Ktr. Rechtbank Gelderland 15 december 2021, IT 3770; ECLI:NL:RBGEL:2021:6632 (Billink tegen gedaagde) Billink is een aanbieder van een betaalmethode die achteraf betalen mogelijk maakt. Op 15 november 2020 is bij Durlinger.com een online bestelling gedaan ten bedrage van €139,98, waarbij als betaalmethode is gekozen voor de optie ‘achteraf betalen met Billink’. Tijdens het bestelproces zijn gegevens van de gedaagde partij ingevuld als factuurgegevens. Op 1 december 2020 heeft Billink een aanmaning om tot betaling over te gaan toegezonden aan dit e-mailadres. De factuur ten bedrage van €139,98 is tot op heden niet betaald. Billink vordert dat de kantonrechter gedaagde veroordeelt tot betaling van een bedrag van €181,35 (€139,98 aan hoofdsom, €40,00 aan buitengerechtelijke incassokosten en €1,37 aan wettelijke rente). Gedaagde voert verweer en voert aan dat hij de bestelling niet heeft geplaatst, het e-mailadres waarop de bestelling is gedaan is niet zijn e-mailadres en de ingevulde naam, geboortedatum en telefoonnummer betreffen hem niet. Daarnaast behoort het IP-adres hem ook niet toe. Op grond van artikel 150 van het Wetboek van Burgerlijke Rechtsvordering rust de bewijslast op Billink. Naar het oordeel van de kantonrechter is Billink er niet in geslaagd om aan te tonen dat de bestelling door gedaagde is gedaan. Nu niet is komen vast te staan dat tussen partijen een overeenkomst tot stand is gekomen wijst de kantonrechter de vordering af.
HR verwerpt beroep van Stichting 123inkt-huismerk-klanten
HR 24 december 2021, IEF 20454, IT 3767; ECLI:NL:HR:2021:1950 (Stichting 123inkt-huismerk-klanten tegen HP) In dit geding gaat het hoofdzakelijk om de vraag of HP onrechtmatig handelt door in haar inktjetprinters software met ‘dynamic security’ te installeren. Hierdoor worden inktpatronen van andere leveranciers dan HP in deze printers geweigerd. Het hof besloot dat het gebruik van deze dynamic security niet aan HP wordt verboden [IT 3080]. De Stichting 123inkt-huismerk-klanten komt in cassatie met een reeks klachten op tegen deze beslissing. De Stichting bestrijdt ook de vaststelling dat zij in dit geding niet optreedt als collectieve belangenbehartiger in de zin van art. 3:305a (oud) BW. Het incidenteel cassatieberoep van HP is hoofdzakelijk gericht tegen een door het hof toegewezen verklaring voor recht met betrekking tot het door HP verstrekken van gebrekkige en deels onjuiste informatie. De Hoge Raad heeft de klachten over het arrest van het hof beoordeeld. De uitkomst hiervan is dat deze klachten niet kunnen leiden tot vernietiging van dat arrest.
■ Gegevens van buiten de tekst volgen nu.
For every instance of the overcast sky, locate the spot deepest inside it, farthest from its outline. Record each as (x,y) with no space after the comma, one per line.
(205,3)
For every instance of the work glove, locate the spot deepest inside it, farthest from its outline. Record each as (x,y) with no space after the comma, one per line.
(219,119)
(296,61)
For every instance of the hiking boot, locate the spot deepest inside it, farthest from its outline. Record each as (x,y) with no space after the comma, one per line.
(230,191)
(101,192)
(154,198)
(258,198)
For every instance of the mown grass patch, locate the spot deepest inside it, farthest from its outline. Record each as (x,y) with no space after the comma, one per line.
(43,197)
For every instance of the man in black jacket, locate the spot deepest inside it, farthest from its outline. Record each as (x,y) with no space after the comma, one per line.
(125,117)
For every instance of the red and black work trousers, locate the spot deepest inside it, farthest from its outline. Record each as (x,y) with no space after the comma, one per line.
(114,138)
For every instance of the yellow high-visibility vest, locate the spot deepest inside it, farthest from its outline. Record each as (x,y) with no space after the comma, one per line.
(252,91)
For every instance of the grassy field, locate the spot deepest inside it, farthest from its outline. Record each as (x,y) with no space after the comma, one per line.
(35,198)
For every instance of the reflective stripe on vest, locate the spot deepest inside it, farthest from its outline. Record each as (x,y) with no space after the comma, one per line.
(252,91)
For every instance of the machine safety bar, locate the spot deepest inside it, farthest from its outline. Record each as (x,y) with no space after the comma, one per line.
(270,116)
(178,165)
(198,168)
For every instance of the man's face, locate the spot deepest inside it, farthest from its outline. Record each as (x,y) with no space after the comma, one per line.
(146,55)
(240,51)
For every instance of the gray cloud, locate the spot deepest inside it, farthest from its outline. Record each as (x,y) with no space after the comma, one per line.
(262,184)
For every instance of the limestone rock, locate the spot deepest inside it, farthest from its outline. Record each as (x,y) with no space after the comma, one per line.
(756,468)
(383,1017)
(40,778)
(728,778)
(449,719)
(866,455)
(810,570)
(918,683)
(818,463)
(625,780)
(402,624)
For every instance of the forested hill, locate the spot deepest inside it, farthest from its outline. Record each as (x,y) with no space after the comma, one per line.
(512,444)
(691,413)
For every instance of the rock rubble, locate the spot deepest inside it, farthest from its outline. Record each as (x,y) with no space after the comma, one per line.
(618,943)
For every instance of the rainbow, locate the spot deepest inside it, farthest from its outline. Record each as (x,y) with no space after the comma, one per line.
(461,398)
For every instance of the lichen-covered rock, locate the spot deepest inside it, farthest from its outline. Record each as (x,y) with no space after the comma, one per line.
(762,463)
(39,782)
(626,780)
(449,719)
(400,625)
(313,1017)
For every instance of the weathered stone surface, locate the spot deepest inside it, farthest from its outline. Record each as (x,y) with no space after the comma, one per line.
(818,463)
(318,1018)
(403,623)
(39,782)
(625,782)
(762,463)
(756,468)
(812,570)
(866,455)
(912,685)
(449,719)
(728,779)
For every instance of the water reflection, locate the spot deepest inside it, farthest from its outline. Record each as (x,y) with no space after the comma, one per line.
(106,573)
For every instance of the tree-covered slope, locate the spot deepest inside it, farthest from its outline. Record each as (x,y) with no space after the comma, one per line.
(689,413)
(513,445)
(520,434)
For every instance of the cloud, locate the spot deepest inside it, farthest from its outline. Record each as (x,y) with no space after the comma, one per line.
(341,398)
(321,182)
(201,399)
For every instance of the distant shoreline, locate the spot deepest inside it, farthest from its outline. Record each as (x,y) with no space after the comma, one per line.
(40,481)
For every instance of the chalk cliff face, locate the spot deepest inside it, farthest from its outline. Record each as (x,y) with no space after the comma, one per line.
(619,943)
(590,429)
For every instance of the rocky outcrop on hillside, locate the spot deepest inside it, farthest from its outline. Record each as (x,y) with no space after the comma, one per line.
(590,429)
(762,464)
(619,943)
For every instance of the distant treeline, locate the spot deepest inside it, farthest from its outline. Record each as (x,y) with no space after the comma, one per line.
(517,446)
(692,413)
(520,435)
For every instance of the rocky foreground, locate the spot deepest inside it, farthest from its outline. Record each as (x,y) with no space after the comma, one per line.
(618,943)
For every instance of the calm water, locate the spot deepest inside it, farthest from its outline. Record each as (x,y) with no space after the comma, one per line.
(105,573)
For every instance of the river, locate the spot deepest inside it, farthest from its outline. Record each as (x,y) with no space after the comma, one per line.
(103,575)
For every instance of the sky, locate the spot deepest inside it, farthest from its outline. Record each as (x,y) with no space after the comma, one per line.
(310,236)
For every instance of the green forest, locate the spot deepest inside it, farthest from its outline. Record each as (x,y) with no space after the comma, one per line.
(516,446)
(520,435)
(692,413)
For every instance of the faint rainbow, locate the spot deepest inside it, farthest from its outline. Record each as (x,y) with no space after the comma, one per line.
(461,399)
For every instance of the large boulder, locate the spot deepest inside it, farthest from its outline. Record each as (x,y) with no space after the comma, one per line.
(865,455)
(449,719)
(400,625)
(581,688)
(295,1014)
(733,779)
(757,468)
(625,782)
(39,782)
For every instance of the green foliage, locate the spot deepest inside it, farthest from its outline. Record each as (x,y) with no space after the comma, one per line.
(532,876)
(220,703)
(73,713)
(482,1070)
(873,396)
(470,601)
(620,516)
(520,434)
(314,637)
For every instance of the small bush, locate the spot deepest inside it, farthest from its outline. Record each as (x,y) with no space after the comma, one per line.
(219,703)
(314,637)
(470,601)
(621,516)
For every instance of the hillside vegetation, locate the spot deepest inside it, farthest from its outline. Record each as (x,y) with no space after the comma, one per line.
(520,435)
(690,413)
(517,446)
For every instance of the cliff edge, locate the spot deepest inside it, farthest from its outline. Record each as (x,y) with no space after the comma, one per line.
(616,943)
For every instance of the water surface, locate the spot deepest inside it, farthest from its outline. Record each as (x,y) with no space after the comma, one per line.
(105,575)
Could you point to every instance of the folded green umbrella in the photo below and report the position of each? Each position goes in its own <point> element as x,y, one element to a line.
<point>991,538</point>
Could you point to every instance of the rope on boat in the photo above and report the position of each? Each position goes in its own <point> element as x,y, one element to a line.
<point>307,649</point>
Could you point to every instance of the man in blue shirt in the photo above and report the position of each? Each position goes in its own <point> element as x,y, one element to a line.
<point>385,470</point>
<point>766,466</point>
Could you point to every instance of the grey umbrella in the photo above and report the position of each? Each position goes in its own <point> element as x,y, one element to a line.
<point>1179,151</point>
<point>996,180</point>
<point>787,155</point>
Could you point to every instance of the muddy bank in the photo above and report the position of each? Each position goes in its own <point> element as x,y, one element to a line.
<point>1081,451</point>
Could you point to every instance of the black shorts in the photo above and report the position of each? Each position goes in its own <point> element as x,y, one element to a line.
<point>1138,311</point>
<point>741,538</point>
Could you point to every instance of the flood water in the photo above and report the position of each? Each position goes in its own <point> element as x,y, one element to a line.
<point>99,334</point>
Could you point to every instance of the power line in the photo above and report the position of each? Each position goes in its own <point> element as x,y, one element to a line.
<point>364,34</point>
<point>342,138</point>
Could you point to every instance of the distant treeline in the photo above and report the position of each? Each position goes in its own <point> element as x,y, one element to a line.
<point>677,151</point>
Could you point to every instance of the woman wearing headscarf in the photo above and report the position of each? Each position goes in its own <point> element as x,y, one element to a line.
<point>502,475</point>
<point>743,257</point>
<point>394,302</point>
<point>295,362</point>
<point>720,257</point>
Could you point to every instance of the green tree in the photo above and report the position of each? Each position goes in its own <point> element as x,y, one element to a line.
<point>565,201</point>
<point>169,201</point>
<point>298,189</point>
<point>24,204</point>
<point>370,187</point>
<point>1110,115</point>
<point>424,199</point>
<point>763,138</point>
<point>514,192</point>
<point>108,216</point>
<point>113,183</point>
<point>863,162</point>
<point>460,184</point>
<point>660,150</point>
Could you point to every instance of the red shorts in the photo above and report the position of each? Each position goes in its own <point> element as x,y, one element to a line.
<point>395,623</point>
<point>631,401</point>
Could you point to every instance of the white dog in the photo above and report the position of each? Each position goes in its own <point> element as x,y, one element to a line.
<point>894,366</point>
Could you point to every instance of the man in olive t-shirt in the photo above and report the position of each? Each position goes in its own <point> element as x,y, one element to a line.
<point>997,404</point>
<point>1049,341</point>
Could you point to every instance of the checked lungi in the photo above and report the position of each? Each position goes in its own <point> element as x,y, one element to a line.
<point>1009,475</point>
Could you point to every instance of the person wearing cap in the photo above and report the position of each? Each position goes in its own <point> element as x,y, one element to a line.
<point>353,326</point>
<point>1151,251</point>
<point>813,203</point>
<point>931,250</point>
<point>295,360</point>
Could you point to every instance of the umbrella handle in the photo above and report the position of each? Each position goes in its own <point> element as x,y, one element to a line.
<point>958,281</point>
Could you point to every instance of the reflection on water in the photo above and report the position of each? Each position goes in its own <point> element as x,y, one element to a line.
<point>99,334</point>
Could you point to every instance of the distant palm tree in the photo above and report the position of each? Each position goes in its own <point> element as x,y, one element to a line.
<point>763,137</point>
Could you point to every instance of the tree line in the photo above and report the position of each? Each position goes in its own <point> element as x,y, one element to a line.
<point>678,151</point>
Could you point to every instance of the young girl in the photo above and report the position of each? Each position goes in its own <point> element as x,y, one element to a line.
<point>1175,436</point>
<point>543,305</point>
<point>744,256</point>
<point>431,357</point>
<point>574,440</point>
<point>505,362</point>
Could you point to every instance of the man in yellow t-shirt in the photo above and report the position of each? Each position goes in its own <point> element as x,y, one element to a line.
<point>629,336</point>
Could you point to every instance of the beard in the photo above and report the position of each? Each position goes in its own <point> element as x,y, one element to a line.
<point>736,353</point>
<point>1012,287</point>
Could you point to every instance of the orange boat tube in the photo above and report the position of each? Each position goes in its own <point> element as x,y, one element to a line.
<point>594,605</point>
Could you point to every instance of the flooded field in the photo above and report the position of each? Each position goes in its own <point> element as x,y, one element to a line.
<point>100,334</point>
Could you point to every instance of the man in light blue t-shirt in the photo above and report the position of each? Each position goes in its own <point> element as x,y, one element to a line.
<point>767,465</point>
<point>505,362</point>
Verzoek tot verwijdering BKR-registratie afgewezen
Rechtbank Noord-Holland 15 december 2021, IT 3766; ECLI:NL:RBDHA:2021:13450 (Verzoeker tegen Defam) Verzoeker vraagt om verwijdering van zijn BKR-registratie door kredietaanbieder Defam. Hij stelt dat zijn belangen zwaarder wegen dan de belangen van de BKR-registratie en doet een beroep op artikel 21 lid 1 AVG. Volgens Defam heeft een BKR-registratie als doel de maatschappelijk verantwoorde financiële dienstverlening te bevorderen. Het BKR verschaft kredietverstrekkers inzicht in de betaalhistorie van de consument waardoor kredietverleners de financiële positie van de consument kunnen inschatten, ter voorkoming van overkreditering. Hierbij heeft Defam aangevoerd dat zonder een compleet en onderbouwd inzicht in de financiële positie van verzoeker, niet goed kan worden beoordeeld of de financiële situatie van verzoeker op orde is. Dit is van belang aangezien verzoeker in het verleden problematisch betaalgedrag vertoonde. De rechtbank is het eens met Defam en stelt dat de belangen van Defam bij handhaving van de BKR-registratie zwaarder wegen dan de belangen van verzoeker. Het verwijderingsverzoek wordt daarom afgewezen.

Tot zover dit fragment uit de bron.